Now, 60-year-old Perez is fighting for his life in the hospital and might have to his limbs amputated, his family told New Jersey Advance Media.
Perez, of Millville, contracted Vibrio necrotizing fasciitis, a rare bacterial infection, and is in critical condition at Cooper University Hospital, New Jersey Advance Media reported. He’s able to breathe on his own and communicate with his family, according to the outlet.
Necrotizing fasciitis is a bacterial skin infection which kills soft tissue — and quickly, often leading to death, according to the CDC. Vibrio is specifically contracted after consuming raw or undercooked seafood or exposing a wound to seawater, the CDC says.
The CDC also encourages people to avoid salty water if they have an open wound or scrapes.

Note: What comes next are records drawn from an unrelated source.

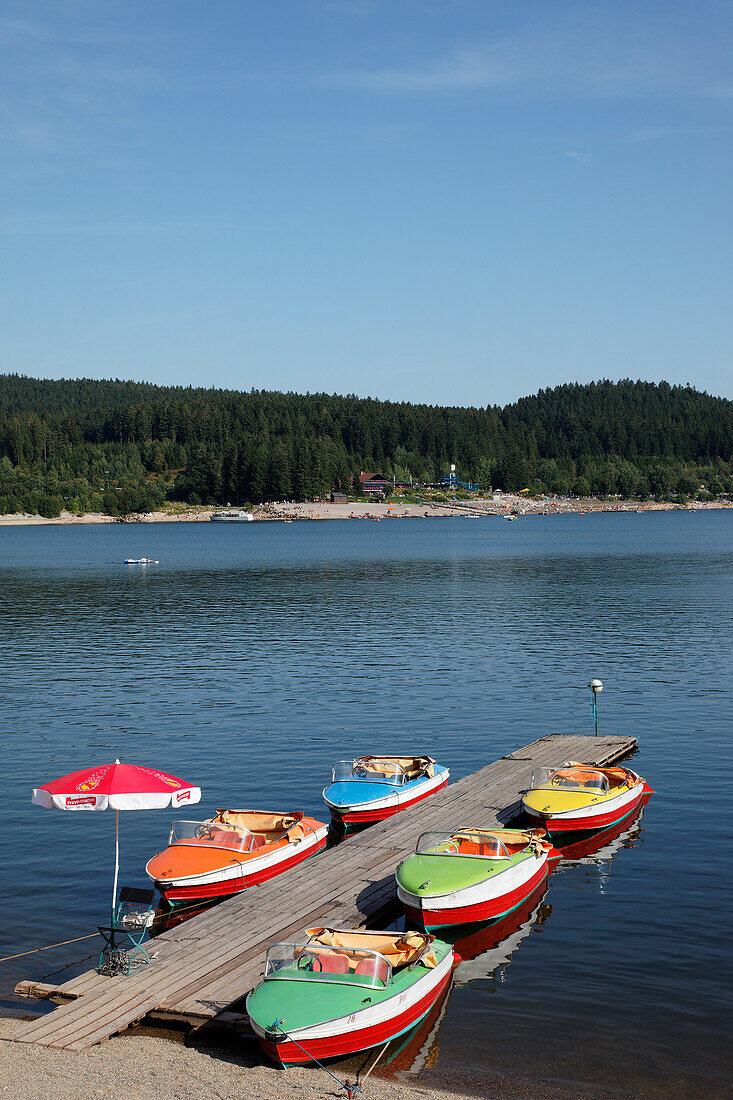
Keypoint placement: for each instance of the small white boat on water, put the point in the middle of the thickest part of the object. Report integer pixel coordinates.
(232, 517)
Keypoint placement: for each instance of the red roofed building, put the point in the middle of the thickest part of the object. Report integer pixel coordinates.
(372, 483)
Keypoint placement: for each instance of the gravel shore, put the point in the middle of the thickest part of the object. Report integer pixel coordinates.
(148, 1067)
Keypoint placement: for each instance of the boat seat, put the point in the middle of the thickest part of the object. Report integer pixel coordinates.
(376, 968)
(330, 964)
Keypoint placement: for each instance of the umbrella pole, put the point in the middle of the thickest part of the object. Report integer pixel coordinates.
(117, 858)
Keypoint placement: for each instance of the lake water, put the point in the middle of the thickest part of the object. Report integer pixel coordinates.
(254, 655)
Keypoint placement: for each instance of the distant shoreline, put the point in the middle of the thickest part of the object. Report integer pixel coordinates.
(380, 510)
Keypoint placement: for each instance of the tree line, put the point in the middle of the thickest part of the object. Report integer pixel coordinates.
(122, 447)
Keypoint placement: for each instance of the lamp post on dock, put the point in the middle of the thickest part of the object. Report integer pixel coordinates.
(597, 688)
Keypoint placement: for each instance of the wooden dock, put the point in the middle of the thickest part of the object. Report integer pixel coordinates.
(204, 966)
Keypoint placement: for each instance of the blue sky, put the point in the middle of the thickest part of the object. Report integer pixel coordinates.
(455, 201)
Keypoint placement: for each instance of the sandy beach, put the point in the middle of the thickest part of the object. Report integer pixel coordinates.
(379, 510)
(149, 1067)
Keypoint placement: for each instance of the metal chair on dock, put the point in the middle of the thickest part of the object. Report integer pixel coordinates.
(123, 952)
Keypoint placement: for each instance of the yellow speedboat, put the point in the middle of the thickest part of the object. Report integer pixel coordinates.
(580, 796)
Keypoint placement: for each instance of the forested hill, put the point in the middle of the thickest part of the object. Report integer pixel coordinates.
(122, 446)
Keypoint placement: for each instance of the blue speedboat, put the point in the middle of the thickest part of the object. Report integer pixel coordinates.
(373, 788)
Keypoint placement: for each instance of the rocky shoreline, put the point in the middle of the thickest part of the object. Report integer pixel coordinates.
(509, 504)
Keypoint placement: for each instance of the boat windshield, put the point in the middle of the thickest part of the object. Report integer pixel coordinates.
(374, 771)
(570, 779)
(211, 835)
(462, 843)
(353, 966)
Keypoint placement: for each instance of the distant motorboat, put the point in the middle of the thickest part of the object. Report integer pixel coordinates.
(232, 517)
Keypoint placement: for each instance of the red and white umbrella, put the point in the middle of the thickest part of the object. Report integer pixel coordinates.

“The infection has spread to his blood… his skin; you can see it spreading from his feet all the way above his kneecap. His forearms are black in color; they have blisters, cuts and sores,” his daughter Dilena Perez-Dilan told the news outlet.
Perez-Dilan added that doctors have yet to determine if the antibiotics are working. If they don’t, Perez — who also has Parkinson’s disease — might have at least three of his limbs amputated.
She told WPVI that she wants people to know that “as much as we need water, it can be poisonous.”
“It can be dangerous and we don’t know what we’re getting into when we get in there,” Perez-Dilan told WPVI. “That’s why they do use boots — people use boots and covers to protect themselves.”
Despite Perez’s grim prognosis, Perez-Dilan told New Jersey Advance Media that her father has “been praising God non-stop.”
She added, “He’s just happy to have a second chance.”